Metadata-Version: 2.4
Name: doc2vision
Version: 0.1.1
Summary: Convert PDFs and images into clean, LLM-compatible image formats
Home-page: https://github.com/vancuren/doc2vision
Author: Russell Van Curen
Author-email: Russell Van Curen <russell@vancuren.net>
Requires-Python: >=3.7
Description-Content-Type: text/markdown
Requires-Dist: contourpy==1.3.2
Requires-Dist: cycler==0.12.1
Requires-Dist: fonttools==4.58.1
Requires-Dist: kiwisolver==1.4.8
Requires-Dist: matplotlib==3.10.3
Requires-Dist: numpy==2.2.6
Requires-Dist: opencv-python-headless==4.11.0.86
Requires-Dist: packaging==25.0
Requires-Dist: pdf2image==1.17.0
Requires-Dist: pillow==11.2.1
Requires-Dist: pyparsing==3.2.3
Requires-Dist: python-dateutil==2.9.0.post0
Requires-Dist: six==1.17.0
Dynamic: author
Dynamic: home-page
Dynamic: requires-python

# doc2vision

**doc2vision** is a robust Python utility designed to convert documents and image files — including **PDF**, **JPG**, **PNG**, and **TIF** — into clean, high-quality, **RGB images optimized for multimodal LLM input** (e.g., image + text AI models).

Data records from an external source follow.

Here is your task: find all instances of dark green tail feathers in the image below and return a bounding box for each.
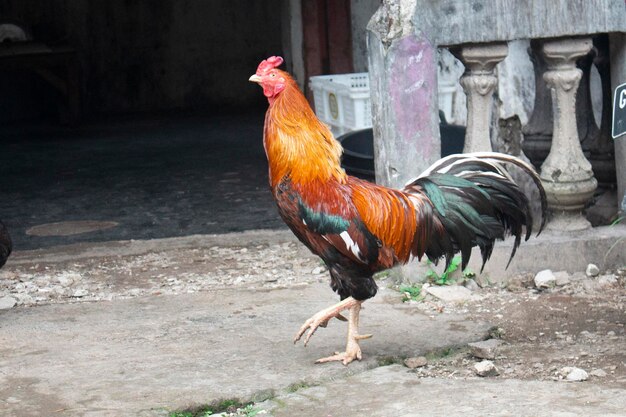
[405,152,547,272]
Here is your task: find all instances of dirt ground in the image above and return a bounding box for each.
[0,231,626,396]
[404,278,626,388]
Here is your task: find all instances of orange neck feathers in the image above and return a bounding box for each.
[263,71,346,187]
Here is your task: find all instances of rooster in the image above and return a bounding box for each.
[0,221,13,268]
[249,56,547,365]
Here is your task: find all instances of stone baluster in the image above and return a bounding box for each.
[541,38,598,231]
[576,48,600,155]
[522,39,554,169]
[589,35,616,189]
[450,42,508,152]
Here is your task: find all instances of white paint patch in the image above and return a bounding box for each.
[404,80,424,94]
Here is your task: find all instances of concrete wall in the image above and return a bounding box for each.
[350,0,381,72]
[0,0,283,117]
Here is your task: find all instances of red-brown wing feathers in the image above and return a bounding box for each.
[348,178,435,263]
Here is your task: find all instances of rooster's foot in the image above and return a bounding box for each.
[315,334,372,365]
[293,297,361,346]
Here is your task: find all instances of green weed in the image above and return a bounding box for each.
[398,284,424,303]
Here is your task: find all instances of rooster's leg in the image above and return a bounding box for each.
[315,301,372,365]
[293,297,361,346]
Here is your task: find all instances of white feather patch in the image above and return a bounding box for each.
[339,231,363,260]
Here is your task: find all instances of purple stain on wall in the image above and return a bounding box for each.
[388,36,439,160]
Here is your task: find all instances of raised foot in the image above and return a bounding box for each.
[315,334,372,365]
[293,297,358,346]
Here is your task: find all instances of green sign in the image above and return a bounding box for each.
[611,83,626,139]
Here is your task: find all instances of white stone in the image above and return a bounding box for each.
[474,360,500,377]
[559,366,589,382]
[535,269,556,289]
[426,285,480,302]
[598,274,617,286]
[72,288,89,298]
[585,264,600,277]
[463,279,480,291]
[467,339,502,359]
[554,271,570,287]
[404,356,428,369]
[0,295,17,310]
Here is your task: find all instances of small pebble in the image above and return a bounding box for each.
[404,356,428,369]
[585,264,600,277]
[474,360,500,377]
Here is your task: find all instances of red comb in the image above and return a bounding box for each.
[256,56,283,74]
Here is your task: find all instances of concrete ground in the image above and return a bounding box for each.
[0,232,626,417]
[0,111,626,417]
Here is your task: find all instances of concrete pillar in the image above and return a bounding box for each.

It handles low-quality scans, rotated pages, and multi-page PDFs with ease.

Perfect for use in OCR preprocessing, AI pipelines, or anywhere clean document-to-image conversion is needed.

---

## 🚀 Features

- ✅ Converts **PDFs** (including multipage) into individual high-quality images
- ✅ Supports **JPG, PNG, TIF, TIFF**
- ✅ Converts all output to standard **RGB format**
- ✅ Optionally auto-corrects skewed scans
- ✅ Gracefully handles edge cases like:
  - Low-resolution scans
  - Rotated or misaligned documents
  - Corrupt or unsupported files
  - Mixed DPI across pages

---

## 📦 Installation

```bash
pip install doc2vision
```

You may also need to install [Poppler](https://github.com/jalan/papermill/wiki/Installing-Poppler) if you're using PDF input:

* **macOS:** `brew install poppler`
* **Ubuntu/Debian:** `sudo apt-get install poppler-utils`

---

## 🧠 Usage

```python
from doc2vision import convert_to_llm_ready_images

# Basic usage
images = convert_to_llm_ready_images("example.pdf")

# With skew correction
images = convert_to_llm_ready_images("example.pdf", correct_skew=True)

# With resizing (preserving aspect ratio)
images = convert_to_llm_ready_images("example.pdf", resize_to=1500)

# Iterate over output Pillow images
for img in images:
    img.show()  # Or save, analyze, etc.
```

---

## 🛠️ Parameters

| Parameter      | Type   | Default | Description                                                       |
| -------------- | ------ | ------- | ----------------------------------------------------------------- |
| `file_path`    | `str`  | —       | Path to your input file (PDF, JPG, PNG, TIF)                      |
| `correct_skew` | `bool` | `False` | If `True`, attempts to auto-detect and fix rotation               |
| `resize_to`    | `int`  | `None`  | If set, resizes image height to this value (keeping aspect ratio) |

---

## 📁 Output

Returns a list of Pillow `Image.Image` objects, one per page/image:

```python
[List[PIL.Image.Image]]
```

All output images are:

* RGB
* Preprocessed (rotation + optional resize)
* Clean and ready for AI or OCR pipelines

---

## 🤖 Perfect For

* Feeding documents into **multimodal LLMs**
* Preprocessing for **OCR or Document AI**
* Converting messy scans into standardized visuals
* AI agents needing consistent image inputs

---

## 📜 License

MIT License — feel free to use, extend, and contribute.

---

## 👨‍💻 Author

Built with 💙 by Russell Van Curen
GitHub: [@vancuren](https://github.com/vancuren)
Website: [vancuren.net](https://vancuren.net)


## Changelog

0.1.0 - Initial release

0.1.1 - Updated project description and readme.